Charles Darwin ve Galapagos Adaları’ndaki Keşifleri
Charles Darwin’i hayal ettiğinizde, Galapagos Adaları’nda bir ispinozu dikkatle gözlemlerken notlar aldığını düşünmek oldukça yaygındır. Ancak muhtemelen, dev bir kaplumbağanın üzerinde gezinirken ya da nesli tükenmekte olan türleri atıştırmalık gibi tüketirken onun aklınızda canlanması daha zor olacaktır. Fakat Darwin, bu iki eylemi de gerçekleştirmiştir: Hem incelemelerde bulundu, hem de yedi!

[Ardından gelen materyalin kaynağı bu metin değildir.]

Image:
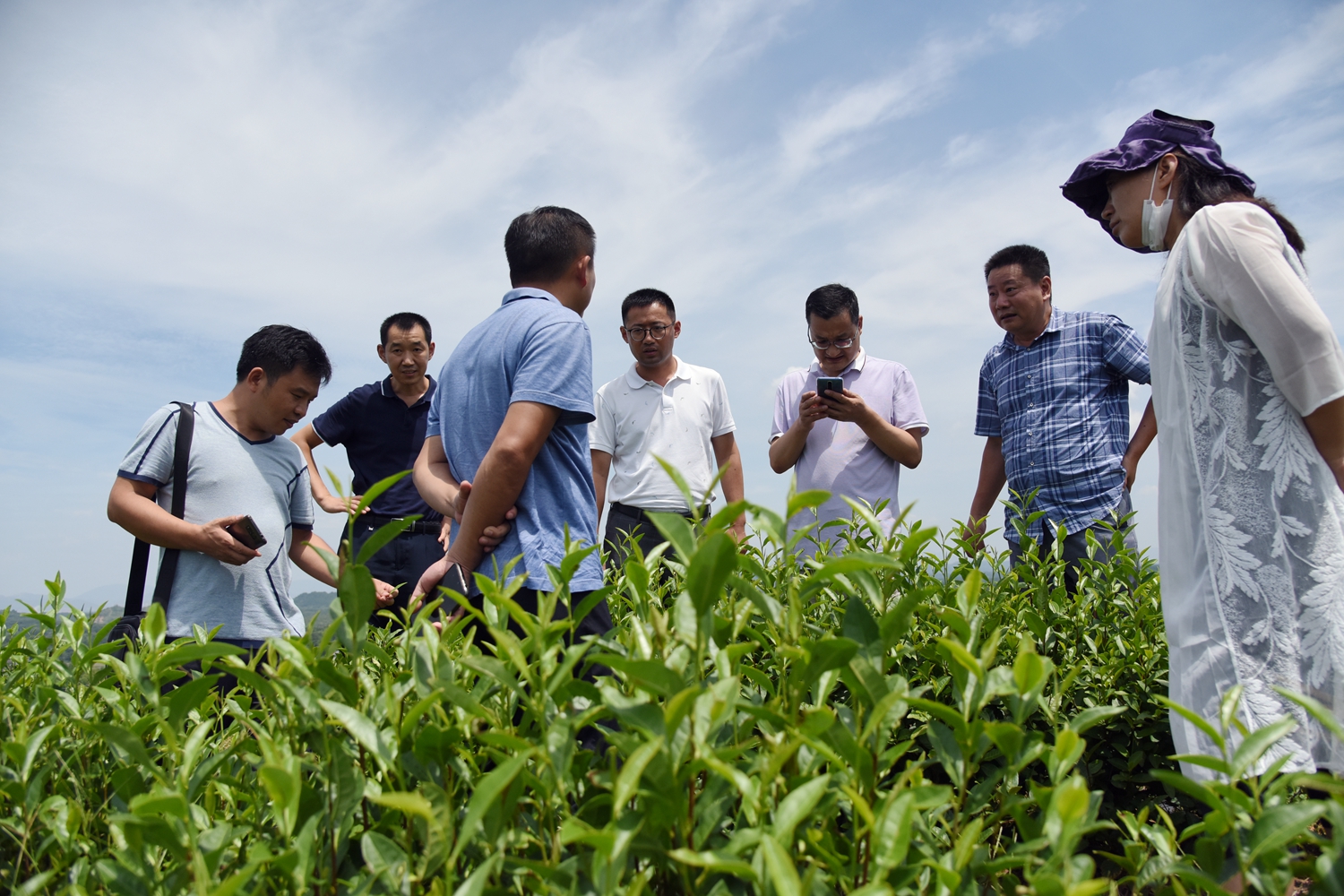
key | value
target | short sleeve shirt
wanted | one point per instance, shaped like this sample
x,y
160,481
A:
x,y
529,349
1061,408
382,437
639,421
228,474
839,457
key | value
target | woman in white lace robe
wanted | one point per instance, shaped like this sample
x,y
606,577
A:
x,y
1249,392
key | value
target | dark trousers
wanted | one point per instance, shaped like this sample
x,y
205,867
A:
x,y
625,521
1075,543
401,562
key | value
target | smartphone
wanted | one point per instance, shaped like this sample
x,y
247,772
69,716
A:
x,y
247,533
830,383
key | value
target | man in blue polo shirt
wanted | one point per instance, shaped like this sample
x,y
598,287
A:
x,y
511,417
1054,410
382,426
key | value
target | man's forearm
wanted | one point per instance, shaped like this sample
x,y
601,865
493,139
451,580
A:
x,y
148,521
304,440
787,449
433,477
992,479
306,559
601,470
1144,435
495,490
892,441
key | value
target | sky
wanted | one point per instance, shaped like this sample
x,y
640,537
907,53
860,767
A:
x,y
175,175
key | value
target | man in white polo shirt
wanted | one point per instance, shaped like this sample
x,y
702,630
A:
x,y
851,444
660,408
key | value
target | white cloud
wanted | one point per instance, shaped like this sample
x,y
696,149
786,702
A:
x,y
193,171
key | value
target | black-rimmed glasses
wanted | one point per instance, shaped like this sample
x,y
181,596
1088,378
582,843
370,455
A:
x,y
823,344
658,331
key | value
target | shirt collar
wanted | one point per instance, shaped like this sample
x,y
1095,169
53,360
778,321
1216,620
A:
x,y
1051,327
857,365
527,292
634,381
386,389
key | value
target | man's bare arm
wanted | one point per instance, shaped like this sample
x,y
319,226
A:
x,y
502,476
601,470
1144,435
132,506
306,559
726,452
306,440
435,478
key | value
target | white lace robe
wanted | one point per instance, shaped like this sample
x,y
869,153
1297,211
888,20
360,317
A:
x,y
1252,521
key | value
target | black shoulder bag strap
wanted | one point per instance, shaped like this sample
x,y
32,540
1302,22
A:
x,y
140,555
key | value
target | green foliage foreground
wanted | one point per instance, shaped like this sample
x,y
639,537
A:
x,y
886,720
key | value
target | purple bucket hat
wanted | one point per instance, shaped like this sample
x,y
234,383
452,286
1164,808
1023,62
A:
x,y
1144,142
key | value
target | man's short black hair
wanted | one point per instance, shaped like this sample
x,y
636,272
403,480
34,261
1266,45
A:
x,y
405,322
645,297
542,244
1031,260
830,300
277,349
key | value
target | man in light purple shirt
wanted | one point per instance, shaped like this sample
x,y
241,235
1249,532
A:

Darwin, ilk yolculuğunda Galapagos’un San Cristóbal Adası’na geldiğinde, düzenli olarak kaplumbağaların üzerinde dolaşıyor ve onları yiyecek olarak değerlendiriyordu. Darwin, bu deneyimini şöyle anlatıyor: Sık sık sırtlarına binerdim ve kabuklarının arka kısmına birkaç kez vururdum; ayağa kalkıp uzaklaşmaları oldukça zorlayıcı oluyordu. Bu ilginç gözlemlerinin yanı sıra, kaplumbağaları tercih ettiği bir yiyecek olarak görmekten de geri durmuyordu. Cambridge Üniversitesi Oburlar Kulübü’nün ünlü bir üyesi olan Darwin, kaplumbağaları tercih ettiği yemeklerden biri olarak kavrulmuş ya da çorba şeklinde tüketiyordu. Kaplumbağalar hakkında şunları yazmıştı: Bu üst bölgede kalırken tamamen kaplumbağa etiyle yaşıyorduk: üzerinde et bulunan kavrulmuş göğüs plakası, Gaucho’ların carne con cuero yaptığı gibi oldukça lezzetli. Genç kaplumbağalar harika çorba olur; ama onun dışında et bence çok farklı değil.
Darwin’in Yemek Deneyimi ve Keşfi
Darwin, ne kadar büyük bir doğa bilimci olsa da, aynı zamanda aç bir adamdı. Aralık 1833’te Desire Limanı’ndayken, geminin mürettebatından biri Noel yemeği için vurduğu bir kuşu getirdi. Bu kuş, deve kuşlarına benzer özellikleri ile bilinen bir rhea kuşuydu. O dönemde Darwin, uzun zamandır “Avestruz petise” adını verdiği ve şimdi “Darwin’in Rhea’sı” olarak bilinen bir kuş türünü arıyordu. Adanın kuzeyinde yaşayan başka bir rhea türü ile arasındaki küçük farklılıklar, Darwin’in dikkatini çekmişti. Yıllarca bu kuşlardan birini yakalamak için çaba gösterdi; fakat en sonunda, birinin midesine gireceğini asla düşünmemişti.
O Noel gecesi, genç bir büyük rhea yediğini sanan Darwin, aslında kendi keşfini gerçekleştirdiği bu kuşun kalıntılarını tüketmişti. Yemek sırasında durumu fark ettiğinde aniden sıçrayarak kuşun kalıntılarını kurtarmaya çalıştı; bir kanat, kafa, bacaklar ve bol miktarda daha büyük tüy almayı başardı. Bu kalıntıları incelemeye giden Darwin, Güney Amerika’da iki farklı rhea türü olduğuna ikna oldu. Ve bu konuda haklıydı.